Der Deutschlandtakt vermeidet diesen Fehler und optimiert den Fahrplan als Ganzes. Dabei werden funktionierende Strukturen erhalten und Investitionen dort konzentriert, wo die meisten Fahrgäste unterwegs sind, während Investitionsmittel an anderen Stellen nicht eingesetzt werden, wenn der Fahrplan ist nicht verlangt. Diese Gesamt-Optimierung ist in vielen Fällen, wie für Hamburg – Hannover – Köln ein Kompromiss, für andere Relationen aber kompromisslos folgerichtig.
Kapazität und Signaltechnik
Die Nutzung besserer Signaltechnik (ECTS) erhöht die Streckenkapazität vielleicht um 10 %.
Dies wird aber nur wirksam, wenn keine anderen Restriktionen der Kapazität
vorhanden sind, die stärker wirken. Diese Restriktion besteht aber im Bahnhof Wunstorf, in
dem die Strecken von Bremen und Bielefeld nach Hannover ebenerdig zusammengeführt
werden.

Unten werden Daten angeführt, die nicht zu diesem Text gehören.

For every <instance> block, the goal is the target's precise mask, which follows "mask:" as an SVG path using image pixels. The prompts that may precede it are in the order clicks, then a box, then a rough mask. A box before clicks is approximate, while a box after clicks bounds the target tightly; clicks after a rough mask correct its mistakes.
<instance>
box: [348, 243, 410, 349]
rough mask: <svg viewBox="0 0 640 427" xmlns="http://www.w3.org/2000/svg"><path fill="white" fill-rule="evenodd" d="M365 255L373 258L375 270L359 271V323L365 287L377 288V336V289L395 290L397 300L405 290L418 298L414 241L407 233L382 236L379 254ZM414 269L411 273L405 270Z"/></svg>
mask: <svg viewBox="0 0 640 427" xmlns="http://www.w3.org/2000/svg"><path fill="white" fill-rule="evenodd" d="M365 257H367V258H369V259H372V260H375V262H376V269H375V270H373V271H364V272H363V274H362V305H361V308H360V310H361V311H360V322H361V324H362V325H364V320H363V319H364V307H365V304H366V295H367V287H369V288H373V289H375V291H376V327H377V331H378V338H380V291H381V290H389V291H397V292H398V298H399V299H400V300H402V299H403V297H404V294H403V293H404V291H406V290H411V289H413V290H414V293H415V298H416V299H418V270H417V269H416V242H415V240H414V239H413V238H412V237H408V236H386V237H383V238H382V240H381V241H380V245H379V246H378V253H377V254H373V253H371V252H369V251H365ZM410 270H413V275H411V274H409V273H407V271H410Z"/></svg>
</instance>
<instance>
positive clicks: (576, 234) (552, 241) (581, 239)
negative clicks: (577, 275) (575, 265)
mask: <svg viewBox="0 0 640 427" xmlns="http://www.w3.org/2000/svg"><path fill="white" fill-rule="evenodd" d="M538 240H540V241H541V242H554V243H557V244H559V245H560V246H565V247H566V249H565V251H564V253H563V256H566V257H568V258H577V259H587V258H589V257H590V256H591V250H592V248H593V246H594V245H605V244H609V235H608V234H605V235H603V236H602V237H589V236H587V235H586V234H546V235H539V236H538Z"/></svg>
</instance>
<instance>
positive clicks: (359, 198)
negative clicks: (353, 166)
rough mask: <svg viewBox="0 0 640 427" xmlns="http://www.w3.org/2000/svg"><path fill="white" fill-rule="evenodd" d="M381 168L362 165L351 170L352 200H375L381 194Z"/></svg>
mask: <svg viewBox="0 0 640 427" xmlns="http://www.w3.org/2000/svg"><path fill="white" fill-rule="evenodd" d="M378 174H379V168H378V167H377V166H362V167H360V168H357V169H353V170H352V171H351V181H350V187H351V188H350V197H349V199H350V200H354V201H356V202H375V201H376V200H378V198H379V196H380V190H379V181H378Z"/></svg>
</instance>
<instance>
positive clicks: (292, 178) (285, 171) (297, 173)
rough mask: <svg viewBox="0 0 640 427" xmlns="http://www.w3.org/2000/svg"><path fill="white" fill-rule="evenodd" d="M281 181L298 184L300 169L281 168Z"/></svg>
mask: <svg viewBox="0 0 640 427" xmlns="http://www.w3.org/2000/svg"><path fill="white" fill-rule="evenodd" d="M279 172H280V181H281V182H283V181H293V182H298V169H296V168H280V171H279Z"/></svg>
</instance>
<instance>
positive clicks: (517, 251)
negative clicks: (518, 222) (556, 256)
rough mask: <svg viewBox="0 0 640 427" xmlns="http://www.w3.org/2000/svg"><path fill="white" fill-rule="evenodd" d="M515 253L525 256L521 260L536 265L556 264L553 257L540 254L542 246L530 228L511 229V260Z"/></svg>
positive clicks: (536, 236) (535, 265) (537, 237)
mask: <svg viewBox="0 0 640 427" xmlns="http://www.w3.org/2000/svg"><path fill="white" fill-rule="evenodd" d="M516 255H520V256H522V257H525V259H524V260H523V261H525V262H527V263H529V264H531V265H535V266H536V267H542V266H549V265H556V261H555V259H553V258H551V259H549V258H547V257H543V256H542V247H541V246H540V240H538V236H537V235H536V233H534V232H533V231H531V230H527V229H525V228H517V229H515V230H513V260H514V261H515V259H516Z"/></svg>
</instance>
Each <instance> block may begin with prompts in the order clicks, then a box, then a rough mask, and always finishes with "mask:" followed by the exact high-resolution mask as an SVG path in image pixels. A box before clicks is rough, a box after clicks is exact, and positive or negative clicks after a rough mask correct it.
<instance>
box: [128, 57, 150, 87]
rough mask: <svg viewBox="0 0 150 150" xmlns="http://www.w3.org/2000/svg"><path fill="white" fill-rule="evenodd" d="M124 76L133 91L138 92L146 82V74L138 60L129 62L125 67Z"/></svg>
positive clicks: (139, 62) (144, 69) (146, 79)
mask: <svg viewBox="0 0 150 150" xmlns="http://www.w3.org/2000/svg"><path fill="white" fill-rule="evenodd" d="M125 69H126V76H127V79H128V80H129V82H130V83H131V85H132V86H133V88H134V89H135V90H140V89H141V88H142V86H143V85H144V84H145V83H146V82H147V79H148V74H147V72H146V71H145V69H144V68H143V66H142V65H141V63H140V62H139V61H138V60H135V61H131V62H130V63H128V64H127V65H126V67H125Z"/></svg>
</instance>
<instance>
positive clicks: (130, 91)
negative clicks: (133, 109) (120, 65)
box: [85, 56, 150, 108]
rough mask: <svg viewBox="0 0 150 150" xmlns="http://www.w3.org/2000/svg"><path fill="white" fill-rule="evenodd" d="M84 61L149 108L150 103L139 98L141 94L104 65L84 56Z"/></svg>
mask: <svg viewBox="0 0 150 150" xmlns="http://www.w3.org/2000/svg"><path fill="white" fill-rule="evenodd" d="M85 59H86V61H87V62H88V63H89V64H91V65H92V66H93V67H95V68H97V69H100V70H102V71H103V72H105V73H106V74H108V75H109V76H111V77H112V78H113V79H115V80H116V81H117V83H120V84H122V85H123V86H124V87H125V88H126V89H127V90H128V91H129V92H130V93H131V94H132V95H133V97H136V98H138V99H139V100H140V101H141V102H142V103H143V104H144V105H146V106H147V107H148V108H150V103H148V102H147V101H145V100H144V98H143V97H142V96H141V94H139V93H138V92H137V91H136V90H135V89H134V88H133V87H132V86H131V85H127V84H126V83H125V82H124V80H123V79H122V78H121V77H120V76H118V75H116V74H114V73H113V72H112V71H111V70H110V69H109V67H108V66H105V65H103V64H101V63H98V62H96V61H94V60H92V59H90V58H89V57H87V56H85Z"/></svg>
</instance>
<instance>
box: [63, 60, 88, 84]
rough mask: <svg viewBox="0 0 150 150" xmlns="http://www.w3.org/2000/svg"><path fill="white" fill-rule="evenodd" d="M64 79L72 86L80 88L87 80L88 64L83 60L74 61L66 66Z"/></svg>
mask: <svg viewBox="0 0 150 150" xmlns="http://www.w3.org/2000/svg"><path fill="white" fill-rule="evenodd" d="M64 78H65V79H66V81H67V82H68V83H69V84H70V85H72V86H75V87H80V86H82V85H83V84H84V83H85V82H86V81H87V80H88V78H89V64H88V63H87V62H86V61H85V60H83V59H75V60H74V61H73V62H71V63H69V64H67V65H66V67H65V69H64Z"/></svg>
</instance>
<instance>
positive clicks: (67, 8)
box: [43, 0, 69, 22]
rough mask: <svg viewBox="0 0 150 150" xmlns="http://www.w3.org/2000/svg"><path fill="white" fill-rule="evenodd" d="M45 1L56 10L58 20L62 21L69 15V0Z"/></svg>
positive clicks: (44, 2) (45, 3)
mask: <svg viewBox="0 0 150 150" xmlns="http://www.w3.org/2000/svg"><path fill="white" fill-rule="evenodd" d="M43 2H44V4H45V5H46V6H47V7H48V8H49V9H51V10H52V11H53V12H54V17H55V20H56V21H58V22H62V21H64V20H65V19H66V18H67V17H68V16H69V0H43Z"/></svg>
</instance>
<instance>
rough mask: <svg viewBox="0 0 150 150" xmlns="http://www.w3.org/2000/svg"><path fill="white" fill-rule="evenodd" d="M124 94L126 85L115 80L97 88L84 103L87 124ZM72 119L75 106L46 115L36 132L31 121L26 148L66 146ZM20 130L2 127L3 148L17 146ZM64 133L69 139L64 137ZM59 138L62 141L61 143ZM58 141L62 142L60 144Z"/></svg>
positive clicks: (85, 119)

Wie jede mit einer Ampel gesteuerte Straßenkreuzung hat die Einfädelung durch
abwechselnde Sperrzeiten für eine Richtung nur eine Kapazität von weniger als 50 % der
maximalen Streckenkapazität. Neigetechnik kann diese Restriktion nicht beseitigen, ECTS
kann allenfalls die Zeitspanne minimieren, in der beide Strecken gesperrt sind (das
entspricht der Verkürzung der Gelbphase einer Ampel einer Straßenkreuzung).